Interessant ist hier aber das Statement unseres ehemaligen Nachbarn. Dieser warnte uns vor allzu hohen Beiträgen, die pro gelaufene Runde an die Schule abzutreten sind. Unser Nachbar habe schon Existenzen zugrunde gehen gesehen, als die Kinder ihre Sponsoren, ihre Eltern also, ründlich ärmer liefen. Man möge pro Runde also einen eher geringen Betrag spendieren. 
Dies alleine wäre natürlich keine Anekdote, wäre da nicht folgendes zu beobachten gewesen: 
Der Sohn unseres ehemaligen Nachbarn stieg nach 4 Runden aus. Unser Nachbar grinste sonnenbebrillt, während alle anderen Kinder liefen und liefen. 
Ella lief auch. Schlimm war der Start. Da platzierte irgendein Dummkopf unsere kleine Möhre in die erste Startreihe. Direkt hinter ihr - so die Erzählung - scharrten riesige Kinder bereits grunzend mit den Hufen. Dann das Startzeichen. Die grunzenden Riesenkinder - so die Erzählung - rannten auf Teufel komm raus los und trampelten die Möhre einfach um. Ella erläuterte später, sie wollte nicht bereits nach einem Meter Sponsorenlauf aufgeben und so putzte sich Ella kurz die lädierten Gliedmaßen und rannte los. 
Inzwischen war auch Papa da. Elf Runden, in deren Verlauf Ella immer blasser wurde, rannte die Möhre. Am Schluss mussten ihre drei Sponsoren insgesamt 33 Euro zahlen. Ella erschöpft. Eltern und Oma arm. 

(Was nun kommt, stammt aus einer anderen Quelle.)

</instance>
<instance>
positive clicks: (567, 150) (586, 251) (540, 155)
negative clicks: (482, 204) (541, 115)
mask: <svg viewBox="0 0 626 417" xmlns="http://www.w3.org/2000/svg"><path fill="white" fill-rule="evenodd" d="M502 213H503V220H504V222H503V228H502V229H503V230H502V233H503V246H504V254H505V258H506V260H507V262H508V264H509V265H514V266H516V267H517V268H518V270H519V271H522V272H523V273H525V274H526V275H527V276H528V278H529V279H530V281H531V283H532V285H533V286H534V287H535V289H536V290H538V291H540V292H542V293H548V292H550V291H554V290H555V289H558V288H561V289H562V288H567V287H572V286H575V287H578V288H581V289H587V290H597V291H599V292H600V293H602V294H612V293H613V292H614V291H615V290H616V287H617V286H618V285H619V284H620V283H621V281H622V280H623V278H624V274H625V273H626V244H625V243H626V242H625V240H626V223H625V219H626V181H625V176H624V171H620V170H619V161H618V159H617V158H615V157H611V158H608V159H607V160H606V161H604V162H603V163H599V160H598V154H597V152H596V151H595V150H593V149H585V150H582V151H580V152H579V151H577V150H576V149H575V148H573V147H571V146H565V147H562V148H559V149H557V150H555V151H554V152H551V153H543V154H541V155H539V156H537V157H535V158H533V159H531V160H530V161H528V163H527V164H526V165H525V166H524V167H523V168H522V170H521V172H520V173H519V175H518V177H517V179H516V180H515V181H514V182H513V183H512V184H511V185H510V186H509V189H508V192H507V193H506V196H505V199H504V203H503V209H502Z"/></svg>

Fasziniert vom Spektakel war Bruder Oscar. Mittlerweile spricht Oscar von sich gerne als Usain Bolt und es ist nicht ganz auszuschließen, dass in seinem wirren Kopf tatsächlich eine Personalunion zwischen ihm und dem schnellen Jamaikaner stattgefunden hat. Wir wissen es nicht genau. 
In jedem Fall aber bedurfte es nicht viel, um Oscar zu einem kleinen Pausenfüller-Lauf zu überreden. Irgendwann zwischen dem Sponsorenlauf der kleinen Schüler und dem der großen Schüler rannte also ein grüner Blitz alleine seine Runden. Am Schluss waren es sieben und hätte man ihn nicht gewaltsam entfernt, würde Oscar vermutlich heute noch um Ellas Schulgebäude rennen.  
Soviel zu Oscars Heldentaten. 
Aus einem anderen Holz aber ist die nächste Episode aus seinem Leben geschnitzt. Wir beginnen sie in einem Drogeriemarkt, in welchem Oscars Mama gerade auf der Suche nach Oscars Nachtwindeln ist. Im Regal wartet dann eine faustdicke Überraschung. Der Windel-Hersteller hatte tatsächlich die Stirn besessen, eine Oktoberfest-Edition zu produzieren. Die darin enthaltenen Windeln sind entweder rot-weiß oder blau-weiß kariert und darüber hinaus mit einer Brezel beziehungsweise einem Lebkuchenherzen (Aufschrift "Herzilein") versehen. Ob es für Senioren auch Oktoberfest-Windeln mit Maßkrug gibt, wissen wir nicht. 
Mama jedenfalls musste die Windeln mangels Alternativen kaufen und deshalb hüpft Oscar - durchaus stolz - im Wiesn-Monat mit Brezel- oder Lebkuchen-Hintern durch unsere Wohnung. Ihm ist die Erniedrigung allem Anschein nach nicht ganz bewusst, weshalb sich hier nur Mama ganz furchtbar schämt.